The Media Outlet of One People's Project

Of COURSE It was a Controversial Right Wing Judge Who Dismissed Charges Against Robert Rundo – AGAIN!

Robert Rundo, left, and Judge Cormac J. Carney.

Nope, not a Trump appointee, but this is one of those examples of how bad Dubya was at his job too.

A judge that once had to resign as chief judge of the Central District of California over racist comments about a Black court official and later dismissed the criminal cases of alleged drug dealers and child porn purveyors because he felt they should have had jury trials during the COVID shutdown dismissed charges for the second time in five years against members of the White Supremacist Rise Above Movement accused of inciting brawls at political rallies throughout the state because antifa wasn’t charged along with them.

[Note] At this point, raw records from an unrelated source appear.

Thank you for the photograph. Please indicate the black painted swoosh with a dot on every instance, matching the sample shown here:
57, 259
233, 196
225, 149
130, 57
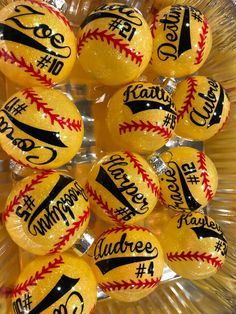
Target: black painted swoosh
104, 179
110, 263
49, 137
11, 34
202, 232
190, 200
63, 285
141, 105
185, 39
218, 110
62, 182
99, 15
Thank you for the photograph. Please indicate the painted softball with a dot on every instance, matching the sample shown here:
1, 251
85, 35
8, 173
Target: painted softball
55, 284
128, 262
40, 128
190, 181
202, 108
194, 245
122, 188
37, 44
141, 117
46, 212
114, 44
182, 41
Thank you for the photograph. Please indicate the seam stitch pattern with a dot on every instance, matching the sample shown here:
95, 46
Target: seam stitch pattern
28, 188
192, 84
124, 228
9, 56
144, 126
110, 39
34, 98
110, 286
32, 281
145, 176
52, 10
184, 256
153, 25
202, 42
104, 205
204, 175
70, 232
225, 122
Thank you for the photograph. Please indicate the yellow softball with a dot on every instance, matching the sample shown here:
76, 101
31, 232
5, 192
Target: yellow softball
182, 41
37, 44
194, 245
122, 188
190, 181
55, 284
46, 212
128, 262
40, 128
202, 108
141, 117
114, 44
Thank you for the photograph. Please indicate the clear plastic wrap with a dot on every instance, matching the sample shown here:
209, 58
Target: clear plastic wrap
174, 295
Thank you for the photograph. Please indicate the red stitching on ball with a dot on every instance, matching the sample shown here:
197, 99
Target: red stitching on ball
202, 42
205, 175
110, 286
192, 84
34, 98
104, 205
144, 126
32, 281
28, 188
145, 176
215, 261
124, 228
70, 232
110, 38
154, 20
225, 122
9, 56
52, 10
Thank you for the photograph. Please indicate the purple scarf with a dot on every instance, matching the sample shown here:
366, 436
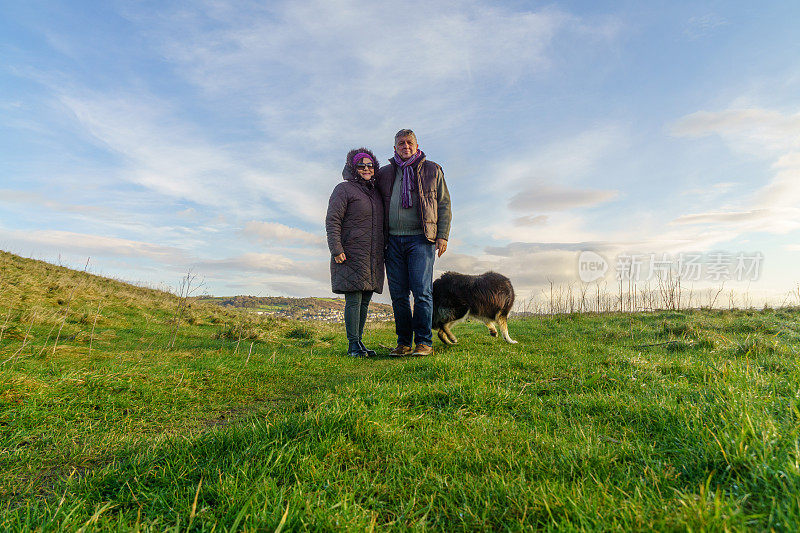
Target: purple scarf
408, 175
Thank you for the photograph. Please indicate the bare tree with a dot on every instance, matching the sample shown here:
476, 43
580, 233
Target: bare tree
186, 288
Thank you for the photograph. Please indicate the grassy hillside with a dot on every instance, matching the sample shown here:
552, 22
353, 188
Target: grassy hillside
295, 307
673, 420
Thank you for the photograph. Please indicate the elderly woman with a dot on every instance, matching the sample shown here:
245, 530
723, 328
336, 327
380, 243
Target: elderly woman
354, 224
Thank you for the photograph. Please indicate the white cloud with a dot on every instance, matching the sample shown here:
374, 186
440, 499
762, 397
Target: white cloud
54, 241
274, 231
765, 132
546, 197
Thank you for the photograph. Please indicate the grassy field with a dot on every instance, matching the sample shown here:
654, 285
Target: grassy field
668, 421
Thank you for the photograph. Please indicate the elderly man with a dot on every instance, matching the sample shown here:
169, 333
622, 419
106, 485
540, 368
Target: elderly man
417, 207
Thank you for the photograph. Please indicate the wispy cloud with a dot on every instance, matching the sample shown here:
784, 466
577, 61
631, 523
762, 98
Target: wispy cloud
274, 231
545, 197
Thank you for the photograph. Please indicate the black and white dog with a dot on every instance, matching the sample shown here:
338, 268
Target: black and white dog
487, 297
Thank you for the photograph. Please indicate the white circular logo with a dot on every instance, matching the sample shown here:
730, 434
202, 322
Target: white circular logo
591, 266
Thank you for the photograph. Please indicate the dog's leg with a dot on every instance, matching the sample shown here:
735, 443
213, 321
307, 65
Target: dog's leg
451, 339
503, 323
489, 324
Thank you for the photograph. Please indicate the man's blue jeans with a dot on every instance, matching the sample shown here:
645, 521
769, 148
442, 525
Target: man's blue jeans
409, 269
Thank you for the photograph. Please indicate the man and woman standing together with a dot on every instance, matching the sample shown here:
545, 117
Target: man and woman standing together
399, 216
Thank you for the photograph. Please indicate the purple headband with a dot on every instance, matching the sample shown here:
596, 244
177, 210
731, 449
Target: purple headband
361, 155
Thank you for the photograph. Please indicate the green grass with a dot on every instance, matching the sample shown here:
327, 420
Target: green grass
668, 421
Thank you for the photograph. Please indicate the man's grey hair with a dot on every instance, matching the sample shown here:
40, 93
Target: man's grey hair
404, 133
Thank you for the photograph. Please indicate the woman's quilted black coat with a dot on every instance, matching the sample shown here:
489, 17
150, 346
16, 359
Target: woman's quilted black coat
354, 225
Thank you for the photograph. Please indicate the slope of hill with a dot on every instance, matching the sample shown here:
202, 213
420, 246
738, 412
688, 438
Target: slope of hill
327, 309
115, 420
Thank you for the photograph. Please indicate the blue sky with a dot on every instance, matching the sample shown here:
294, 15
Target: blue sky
153, 137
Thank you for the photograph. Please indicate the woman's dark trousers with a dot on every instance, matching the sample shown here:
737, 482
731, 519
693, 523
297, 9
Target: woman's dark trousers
356, 304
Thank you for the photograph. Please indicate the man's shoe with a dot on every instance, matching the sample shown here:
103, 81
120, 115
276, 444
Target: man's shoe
401, 350
423, 349
370, 353
355, 350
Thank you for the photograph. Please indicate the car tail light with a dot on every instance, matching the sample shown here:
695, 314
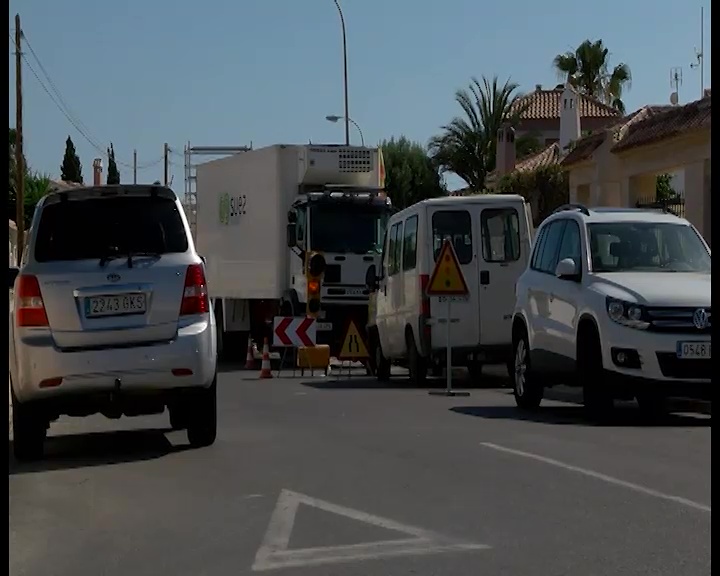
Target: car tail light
424, 298
29, 306
425, 311
195, 296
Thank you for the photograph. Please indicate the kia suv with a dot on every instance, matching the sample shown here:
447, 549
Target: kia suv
110, 314
616, 301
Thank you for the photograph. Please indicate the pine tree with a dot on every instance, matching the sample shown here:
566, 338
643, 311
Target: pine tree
71, 168
113, 173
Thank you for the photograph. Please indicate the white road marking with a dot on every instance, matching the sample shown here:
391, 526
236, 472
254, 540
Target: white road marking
600, 476
274, 553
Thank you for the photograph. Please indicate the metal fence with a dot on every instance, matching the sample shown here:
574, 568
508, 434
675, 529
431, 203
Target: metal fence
674, 205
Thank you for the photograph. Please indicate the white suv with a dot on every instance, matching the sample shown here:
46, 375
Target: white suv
111, 315
616, 301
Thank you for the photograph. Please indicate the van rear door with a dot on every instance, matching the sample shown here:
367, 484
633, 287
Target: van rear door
502, 259
456, 224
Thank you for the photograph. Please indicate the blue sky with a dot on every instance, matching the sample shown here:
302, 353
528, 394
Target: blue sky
230, 72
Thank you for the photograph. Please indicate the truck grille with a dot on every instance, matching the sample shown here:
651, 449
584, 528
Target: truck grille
676, 320
673, 367
332, 274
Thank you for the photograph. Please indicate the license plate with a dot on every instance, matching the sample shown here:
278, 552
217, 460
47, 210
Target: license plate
99, 306
691, 350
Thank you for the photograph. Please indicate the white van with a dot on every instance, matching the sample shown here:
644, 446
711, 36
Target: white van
491, 234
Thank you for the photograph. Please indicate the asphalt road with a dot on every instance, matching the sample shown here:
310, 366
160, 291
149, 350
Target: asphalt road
342, 477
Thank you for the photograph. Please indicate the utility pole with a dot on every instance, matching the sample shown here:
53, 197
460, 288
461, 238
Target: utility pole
19, 164
166, 155
347, 111
700, 53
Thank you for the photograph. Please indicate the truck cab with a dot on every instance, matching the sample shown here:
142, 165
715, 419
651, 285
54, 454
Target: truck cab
346, 225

RAM founder Robert Rundo and Robert Borman saw their charges dismissed by U.S. District Judge Cormac J. Carney, an appointee of then-president George W. Bush. In his order, Carney seemed to ignore the violent crimes the two men were accused of and instead turned the case into a whataboutism and free speech issue. “Prosecuting only members of the far right and ignoring members of the far left leads to the troubling conclusion that the government believes it is permissible to physically assault and injure Trump supporters to silence speech,” he wrote. “There seems to be little doubt that Defendants, or at least some members of RAM, engaged in criminal violence. But they cannot be selected for prosecution because of their repugnant speech and beliefs over those who committed the same violence with the goal of disrupting political events.”

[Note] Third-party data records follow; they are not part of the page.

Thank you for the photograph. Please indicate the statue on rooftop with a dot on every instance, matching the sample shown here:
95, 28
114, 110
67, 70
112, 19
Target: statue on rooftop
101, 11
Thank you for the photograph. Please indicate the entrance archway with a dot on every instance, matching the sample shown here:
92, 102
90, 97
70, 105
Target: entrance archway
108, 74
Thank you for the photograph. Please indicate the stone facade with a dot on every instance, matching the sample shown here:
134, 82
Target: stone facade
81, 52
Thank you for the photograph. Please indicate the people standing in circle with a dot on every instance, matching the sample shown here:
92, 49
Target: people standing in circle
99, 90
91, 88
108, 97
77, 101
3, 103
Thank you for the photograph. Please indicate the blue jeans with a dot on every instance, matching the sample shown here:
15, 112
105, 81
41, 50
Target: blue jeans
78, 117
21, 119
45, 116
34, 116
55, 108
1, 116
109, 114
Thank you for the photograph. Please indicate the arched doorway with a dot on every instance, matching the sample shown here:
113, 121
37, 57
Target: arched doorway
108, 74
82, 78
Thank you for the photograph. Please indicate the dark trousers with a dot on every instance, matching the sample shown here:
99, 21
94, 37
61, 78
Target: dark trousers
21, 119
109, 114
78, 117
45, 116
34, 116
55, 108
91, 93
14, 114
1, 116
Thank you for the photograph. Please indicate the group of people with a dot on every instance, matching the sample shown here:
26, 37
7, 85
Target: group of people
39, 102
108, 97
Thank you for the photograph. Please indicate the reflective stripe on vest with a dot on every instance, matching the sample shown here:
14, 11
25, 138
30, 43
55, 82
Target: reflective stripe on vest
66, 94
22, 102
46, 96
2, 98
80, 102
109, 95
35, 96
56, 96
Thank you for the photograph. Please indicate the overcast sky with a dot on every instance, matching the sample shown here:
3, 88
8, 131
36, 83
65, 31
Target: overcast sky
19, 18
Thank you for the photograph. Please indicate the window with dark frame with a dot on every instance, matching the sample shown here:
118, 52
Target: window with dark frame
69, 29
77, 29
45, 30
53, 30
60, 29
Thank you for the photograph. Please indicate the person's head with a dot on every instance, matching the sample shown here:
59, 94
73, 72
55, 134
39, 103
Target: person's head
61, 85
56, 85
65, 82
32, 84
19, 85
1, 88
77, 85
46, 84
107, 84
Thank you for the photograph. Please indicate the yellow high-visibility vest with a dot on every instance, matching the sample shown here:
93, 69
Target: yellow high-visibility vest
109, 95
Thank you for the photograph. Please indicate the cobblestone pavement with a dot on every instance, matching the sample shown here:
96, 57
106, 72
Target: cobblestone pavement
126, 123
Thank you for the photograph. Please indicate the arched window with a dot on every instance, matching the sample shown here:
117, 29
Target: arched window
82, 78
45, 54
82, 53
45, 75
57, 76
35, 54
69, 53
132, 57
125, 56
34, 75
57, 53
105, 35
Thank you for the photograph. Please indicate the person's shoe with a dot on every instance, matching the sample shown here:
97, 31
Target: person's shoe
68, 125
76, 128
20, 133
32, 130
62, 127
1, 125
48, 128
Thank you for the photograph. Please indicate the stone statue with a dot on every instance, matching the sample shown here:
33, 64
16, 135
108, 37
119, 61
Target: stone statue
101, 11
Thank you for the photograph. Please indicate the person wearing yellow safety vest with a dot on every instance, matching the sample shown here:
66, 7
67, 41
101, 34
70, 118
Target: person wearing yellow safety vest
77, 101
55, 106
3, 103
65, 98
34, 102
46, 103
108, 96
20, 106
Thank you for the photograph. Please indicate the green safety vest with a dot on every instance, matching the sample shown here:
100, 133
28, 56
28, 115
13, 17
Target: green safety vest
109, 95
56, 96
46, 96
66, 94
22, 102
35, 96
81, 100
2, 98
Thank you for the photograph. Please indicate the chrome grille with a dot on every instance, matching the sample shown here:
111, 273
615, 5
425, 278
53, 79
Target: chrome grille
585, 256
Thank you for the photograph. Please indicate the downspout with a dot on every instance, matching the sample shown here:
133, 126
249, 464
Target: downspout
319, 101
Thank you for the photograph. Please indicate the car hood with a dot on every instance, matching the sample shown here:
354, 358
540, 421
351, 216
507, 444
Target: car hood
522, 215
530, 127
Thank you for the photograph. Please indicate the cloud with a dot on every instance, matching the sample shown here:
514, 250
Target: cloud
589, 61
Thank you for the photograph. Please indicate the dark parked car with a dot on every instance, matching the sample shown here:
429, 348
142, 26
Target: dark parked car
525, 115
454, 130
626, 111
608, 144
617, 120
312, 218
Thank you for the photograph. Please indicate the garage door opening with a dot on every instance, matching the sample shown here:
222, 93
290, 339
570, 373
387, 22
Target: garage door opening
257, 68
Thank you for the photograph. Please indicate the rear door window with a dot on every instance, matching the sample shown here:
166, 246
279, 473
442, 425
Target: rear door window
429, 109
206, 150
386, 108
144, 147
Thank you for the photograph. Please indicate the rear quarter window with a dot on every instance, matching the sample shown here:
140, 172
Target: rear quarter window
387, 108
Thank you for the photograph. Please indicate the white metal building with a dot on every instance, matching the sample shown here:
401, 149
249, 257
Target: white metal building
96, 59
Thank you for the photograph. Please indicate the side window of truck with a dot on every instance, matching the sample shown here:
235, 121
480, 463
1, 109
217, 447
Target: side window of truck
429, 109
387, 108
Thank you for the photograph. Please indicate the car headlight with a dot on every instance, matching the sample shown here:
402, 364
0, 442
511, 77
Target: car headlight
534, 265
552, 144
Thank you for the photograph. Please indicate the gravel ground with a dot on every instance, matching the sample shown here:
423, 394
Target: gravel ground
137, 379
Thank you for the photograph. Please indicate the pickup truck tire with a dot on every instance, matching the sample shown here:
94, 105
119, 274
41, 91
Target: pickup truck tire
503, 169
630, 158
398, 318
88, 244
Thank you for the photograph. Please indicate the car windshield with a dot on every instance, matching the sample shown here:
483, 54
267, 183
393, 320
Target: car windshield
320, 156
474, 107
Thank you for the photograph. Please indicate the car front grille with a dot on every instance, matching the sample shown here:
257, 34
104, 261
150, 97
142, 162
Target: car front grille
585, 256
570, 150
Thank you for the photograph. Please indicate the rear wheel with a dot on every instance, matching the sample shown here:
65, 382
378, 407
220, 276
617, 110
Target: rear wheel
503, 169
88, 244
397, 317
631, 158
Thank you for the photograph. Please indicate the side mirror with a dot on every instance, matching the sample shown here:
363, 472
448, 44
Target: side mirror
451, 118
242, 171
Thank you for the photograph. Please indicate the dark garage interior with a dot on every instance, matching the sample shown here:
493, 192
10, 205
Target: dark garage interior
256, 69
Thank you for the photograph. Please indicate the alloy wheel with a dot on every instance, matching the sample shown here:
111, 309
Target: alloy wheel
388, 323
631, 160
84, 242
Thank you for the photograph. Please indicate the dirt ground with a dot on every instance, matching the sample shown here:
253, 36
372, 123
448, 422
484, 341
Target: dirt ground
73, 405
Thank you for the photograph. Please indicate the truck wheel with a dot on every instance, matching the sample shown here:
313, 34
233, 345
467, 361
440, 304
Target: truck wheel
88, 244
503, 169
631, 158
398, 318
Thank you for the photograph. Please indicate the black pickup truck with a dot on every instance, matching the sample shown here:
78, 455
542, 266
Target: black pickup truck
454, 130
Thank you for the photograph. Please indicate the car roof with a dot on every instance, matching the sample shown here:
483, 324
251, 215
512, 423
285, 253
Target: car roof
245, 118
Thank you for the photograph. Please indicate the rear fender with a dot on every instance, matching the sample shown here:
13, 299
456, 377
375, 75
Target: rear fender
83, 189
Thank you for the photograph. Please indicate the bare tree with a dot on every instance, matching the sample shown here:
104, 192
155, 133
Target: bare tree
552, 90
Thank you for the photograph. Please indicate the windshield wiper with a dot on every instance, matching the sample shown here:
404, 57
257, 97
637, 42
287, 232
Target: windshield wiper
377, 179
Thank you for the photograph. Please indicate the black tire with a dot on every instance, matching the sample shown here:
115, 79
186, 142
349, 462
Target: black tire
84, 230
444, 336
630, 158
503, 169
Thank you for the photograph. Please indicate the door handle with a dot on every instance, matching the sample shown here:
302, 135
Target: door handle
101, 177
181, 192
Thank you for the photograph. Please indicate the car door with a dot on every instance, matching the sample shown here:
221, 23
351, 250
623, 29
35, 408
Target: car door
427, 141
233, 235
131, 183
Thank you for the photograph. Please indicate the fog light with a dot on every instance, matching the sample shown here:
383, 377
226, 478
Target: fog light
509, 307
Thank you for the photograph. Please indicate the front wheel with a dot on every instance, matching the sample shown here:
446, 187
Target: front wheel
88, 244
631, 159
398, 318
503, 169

Unlike anyone on the left that could have been similarly charged, it was alleged that Rundo conspired and trained with others to go to political rallies and engage in physical violence against people and groups that did not support their ideology. During an April 15, 2017 protest in Berkeley, California, Rundo was ordered by police to stop attacking a “defenseless person” and he allegedly punched an officer twice in the head, according to an arrest warrant. Another RAM associate, Tyler Laube pleaded guilty in 2018 to conspiracy, admitting in his plea that he attended a combat training event in San Clemente one month before the Berkeley protest and to assaulting people at a Huntington Beach rally in March 2017.

Judge Carney agreed Rundo’s attorneys argued that the federal Anti-Riot Act of 1968 was “unconstitutionally over-broad” and dismissed the charges in 2019, but the charges were reinstated in 2021 on appeal. By this time Rundo fled to Europe and was recaptured last year and brought back to the United States to face Carney again.

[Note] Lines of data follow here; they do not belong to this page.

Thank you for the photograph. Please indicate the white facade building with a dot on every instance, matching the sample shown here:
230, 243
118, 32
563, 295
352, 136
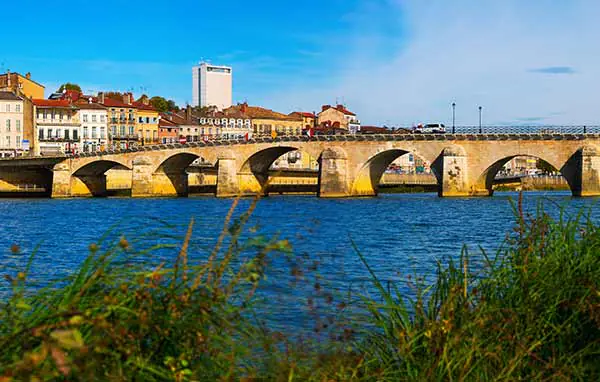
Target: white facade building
11, 125
212, 85
57, 127
94, 126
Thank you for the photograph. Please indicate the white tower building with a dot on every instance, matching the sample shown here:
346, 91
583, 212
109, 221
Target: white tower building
212, 86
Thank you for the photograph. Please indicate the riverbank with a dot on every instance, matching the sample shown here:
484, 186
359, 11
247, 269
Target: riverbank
531, 313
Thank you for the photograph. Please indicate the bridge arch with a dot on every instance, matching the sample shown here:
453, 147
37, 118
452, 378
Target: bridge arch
89, 179
566, 167
170, 177
370, 173
254, 170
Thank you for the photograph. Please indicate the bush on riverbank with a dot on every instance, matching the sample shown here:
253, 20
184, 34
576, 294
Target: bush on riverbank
532, 312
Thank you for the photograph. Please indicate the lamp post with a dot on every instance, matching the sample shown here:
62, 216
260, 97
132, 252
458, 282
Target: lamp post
480, 130
453, 117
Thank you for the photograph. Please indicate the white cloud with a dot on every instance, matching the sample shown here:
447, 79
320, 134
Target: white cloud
474, 53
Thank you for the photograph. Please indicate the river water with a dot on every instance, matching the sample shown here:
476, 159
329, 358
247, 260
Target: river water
399, 235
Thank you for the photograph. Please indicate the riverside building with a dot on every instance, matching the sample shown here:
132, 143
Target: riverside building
212, 86
11, 125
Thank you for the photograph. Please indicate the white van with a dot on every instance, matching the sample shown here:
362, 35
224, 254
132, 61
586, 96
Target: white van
431, 128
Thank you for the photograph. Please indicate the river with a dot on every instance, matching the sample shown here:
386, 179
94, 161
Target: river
399, 235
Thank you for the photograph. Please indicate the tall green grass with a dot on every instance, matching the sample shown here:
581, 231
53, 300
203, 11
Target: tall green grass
531, 312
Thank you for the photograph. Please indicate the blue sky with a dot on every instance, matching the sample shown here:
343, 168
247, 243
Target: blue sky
391, 61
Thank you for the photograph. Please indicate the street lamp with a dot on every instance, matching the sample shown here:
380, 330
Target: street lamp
453, 116
480, 131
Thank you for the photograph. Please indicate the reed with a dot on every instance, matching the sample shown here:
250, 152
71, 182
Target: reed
531, 312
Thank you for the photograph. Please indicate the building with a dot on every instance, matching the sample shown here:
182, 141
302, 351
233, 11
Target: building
22, 85
94, 125
57, 126
212, 85
169, 129
309, 120
266, 122
122, 112
12, 141
338, 117
147, 121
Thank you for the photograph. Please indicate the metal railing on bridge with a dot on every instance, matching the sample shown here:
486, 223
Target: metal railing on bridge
534, 129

Despite the possibility of this history repeating itself, Carney then denied prosecutors’ request to keep him detained while they file an appeal, saying, “I don’t believe it’s warranted that Mr. Rundo spend one minute more in custody, so I’m going to release him forthwith.” Prosecutors then went to the The Ninth Circuit Court of Appeals who on Thursday stayed the district court’s order authorizing Rundo’s release temporarily while it considers the government’s longer-term request for a stay pending appeal. Rundo however was already released before the ruling and at the time of this posting his whereabouts are unknown.

Carney has seen controversy in the past. In June 2020 he resigned from the chief judge position of his district after serving less than 20 days in that role when during a webinar he referred to Black court official Kiry K. Gray as being “street smart.” The following year Carney protested his successor to chief judge and his order to shut down the courts during the pandemic by dismissing several court cases, saying in one ruling, “Nowhere in the Constitution is there an exception for times of emergency or crisis” for a defendant to have a jury trial. A federal appeals court reversed this ruling, rebuking Carney in the process.

Should Rundo and Borman see the charges reinstated they will possibly face a different judge as Carney reportedly will be retiring in May.